Editor's Note: Some of the articles described below are not yet available at the PNAS site but are scheduled to be posted this week.
A team from Colorado State University and the University of Pennsylvania tracks SARS-CoV-2 adaptation and variant selection in several non-human animals, including half a dozen cats, three dogs, three hamsters, and a ferret. After expanding the human SARS-CoV-2 strain USA-WA1/2020 in cell culture in the lab, the researchers used whole-genome sequencing to assess viral sequences found in animals exposed to the strain, uncovering wild type reversion mutations and more than a dozen variants in sequences coding for the SARS-CoV-2 spike protein and other genes. "We report the surprisingly rapid selection of numerous SARS-CoV-2 variants in cell culture and following infection of non-human mammalian hosts, including dogs and cats," the authors report. "These molecular changes in SARS-CoV-2provide insight into mechanisms of viral host adaptation, lay the groundwork for additional studies assessing dominant variant fitness and phenotype, and highlight the potential for human reinfection with new viral variants arising in species in close and frequent contact with humans."
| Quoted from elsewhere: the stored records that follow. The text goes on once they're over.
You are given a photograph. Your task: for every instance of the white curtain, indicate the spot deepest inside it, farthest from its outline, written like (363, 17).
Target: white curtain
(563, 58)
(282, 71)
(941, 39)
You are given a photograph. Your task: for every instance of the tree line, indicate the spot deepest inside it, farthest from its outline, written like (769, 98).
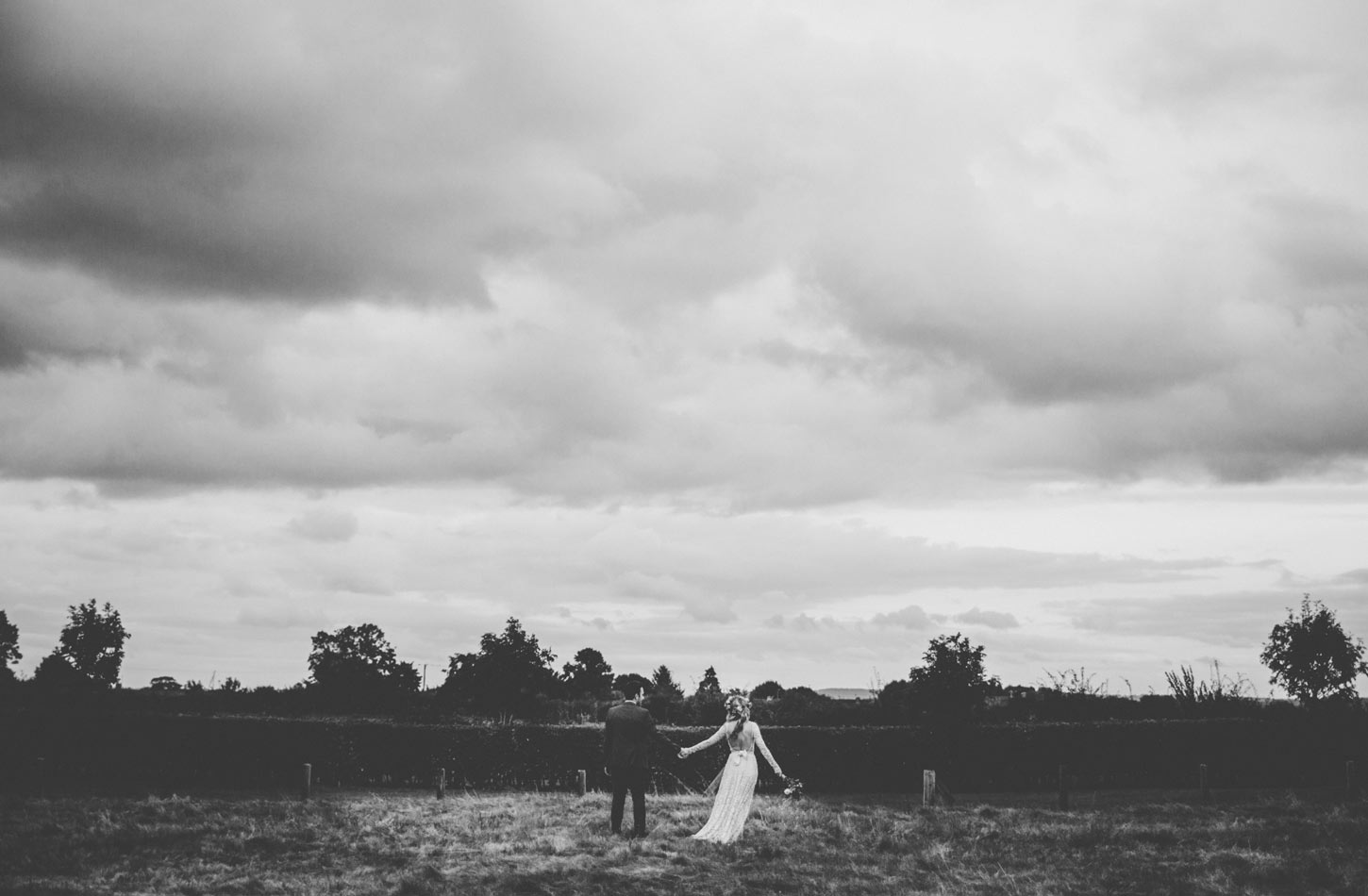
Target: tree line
(512, 676)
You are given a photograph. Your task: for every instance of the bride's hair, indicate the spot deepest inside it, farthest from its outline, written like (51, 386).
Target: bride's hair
(738, 709)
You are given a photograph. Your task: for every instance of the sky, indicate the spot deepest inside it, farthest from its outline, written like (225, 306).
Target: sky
(772, 337)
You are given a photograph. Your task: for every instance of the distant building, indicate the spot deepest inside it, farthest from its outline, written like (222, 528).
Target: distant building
(848, 694)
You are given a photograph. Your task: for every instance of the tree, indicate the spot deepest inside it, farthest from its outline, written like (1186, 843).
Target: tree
(951, 684)
(92, 643)
(632, 683)
(356, 661)
(1312, 656)
(709, 686)
(589, 674)
(768, 691)
(662, 684)
(505, 676)
(57, 673)
(8, 646)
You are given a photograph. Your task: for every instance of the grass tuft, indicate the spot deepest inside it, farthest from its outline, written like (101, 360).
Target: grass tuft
(409, 844)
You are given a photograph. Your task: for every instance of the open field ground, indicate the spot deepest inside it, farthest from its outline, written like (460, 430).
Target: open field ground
(409, 843)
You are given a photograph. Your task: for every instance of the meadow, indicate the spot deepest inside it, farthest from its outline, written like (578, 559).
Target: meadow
(412, 843)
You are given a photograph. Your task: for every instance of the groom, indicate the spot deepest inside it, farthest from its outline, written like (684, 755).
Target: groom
(626, 756)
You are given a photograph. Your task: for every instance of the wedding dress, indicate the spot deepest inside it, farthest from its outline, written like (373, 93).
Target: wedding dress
(738, 781)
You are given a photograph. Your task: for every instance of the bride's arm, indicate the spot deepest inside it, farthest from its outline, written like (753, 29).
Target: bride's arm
(721, 732)
(769, 756)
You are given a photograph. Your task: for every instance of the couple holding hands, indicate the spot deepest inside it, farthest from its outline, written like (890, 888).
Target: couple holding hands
(626, 737)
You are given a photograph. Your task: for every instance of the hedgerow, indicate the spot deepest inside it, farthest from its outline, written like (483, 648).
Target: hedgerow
(181, 753)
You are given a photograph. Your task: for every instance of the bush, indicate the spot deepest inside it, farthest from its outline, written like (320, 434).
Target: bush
(178, 753)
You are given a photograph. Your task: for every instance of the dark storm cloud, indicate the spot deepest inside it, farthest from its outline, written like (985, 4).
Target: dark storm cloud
(158, 158)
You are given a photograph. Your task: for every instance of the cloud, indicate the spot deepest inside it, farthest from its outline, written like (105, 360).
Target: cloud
(325, 524)
(991, 619)
(911, 617)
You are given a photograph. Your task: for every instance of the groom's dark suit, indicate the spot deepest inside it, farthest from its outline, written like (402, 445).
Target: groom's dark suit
(626, 758)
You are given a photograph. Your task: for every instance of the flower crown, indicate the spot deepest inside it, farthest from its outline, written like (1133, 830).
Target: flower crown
(738, 706)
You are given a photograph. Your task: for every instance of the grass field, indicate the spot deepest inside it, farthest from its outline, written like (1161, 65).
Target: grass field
(410, 843)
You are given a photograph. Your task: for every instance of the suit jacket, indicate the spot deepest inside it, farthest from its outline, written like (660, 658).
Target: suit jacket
(628, 735)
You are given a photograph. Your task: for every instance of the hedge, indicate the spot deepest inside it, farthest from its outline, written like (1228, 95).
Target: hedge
(182, 753)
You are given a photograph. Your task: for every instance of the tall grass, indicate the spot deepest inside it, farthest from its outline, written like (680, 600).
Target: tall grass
(417, 846)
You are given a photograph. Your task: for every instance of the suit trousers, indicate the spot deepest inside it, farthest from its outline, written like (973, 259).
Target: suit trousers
(629, 778)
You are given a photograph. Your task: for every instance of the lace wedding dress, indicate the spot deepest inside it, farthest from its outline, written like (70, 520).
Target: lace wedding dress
(736, 789)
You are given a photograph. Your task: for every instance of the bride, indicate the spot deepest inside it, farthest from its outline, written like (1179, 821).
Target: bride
(739, 774)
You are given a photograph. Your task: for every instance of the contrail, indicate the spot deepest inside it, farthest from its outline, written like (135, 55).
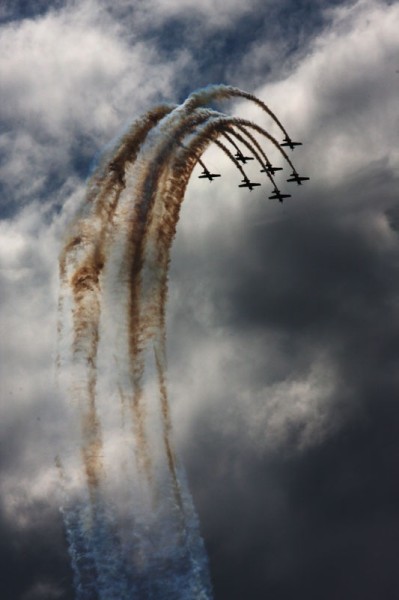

Harvard Medical School researchers profile SP1 transcription factor binding in the human genome over time using chromatin immunoprecipitation sequencing in a tamoxifen-inducible ChIP-seq system and cells with a version of SP1 linked to the binding domain of the estrogen receptor. "SP1 is a transcriptional activator protein that binds GC-box DNA sequences at many promoter and enhancer regions," the authors say, noting that their time course experiments highlight the dynamic nature of its target site binding patterns. "SP1 rapidly reaches maximal binding levels at some sites, but binding kinetics at other sites is biphasic, with rapid half-maximal binding followed by a considerably slower increase to maximal binding," they report. "We describe the molecular parameters that distinguish between these different classes of SP1 binding sites."
Using CRISPR-Cas9-based gene editing and other experiments in the medaka fish, Oryzias latipes, a team from Spain, Chile, and the US dug into the regulatory features underlying fin formation in vertebrates, focusing in on a SHH-GLI pathway that contributes to unpaired dorsal fin, paired fin, and tetrapod limb formation. "Our molecular and genetic analyses indicate that the size of fish fins in controlled by an ancient mechanism mediated by SHH-GLI signaling that appeared prior to the evolutionary appearance of paired fins," they write. "We also show that the key regulatory networks that mediate the expansion of digit progenitor cells in tetrapods were already in place in the fins of the last common ancestor between ray and lobe-finned fishes, suggesting an ancient similarity between distal fins and digits."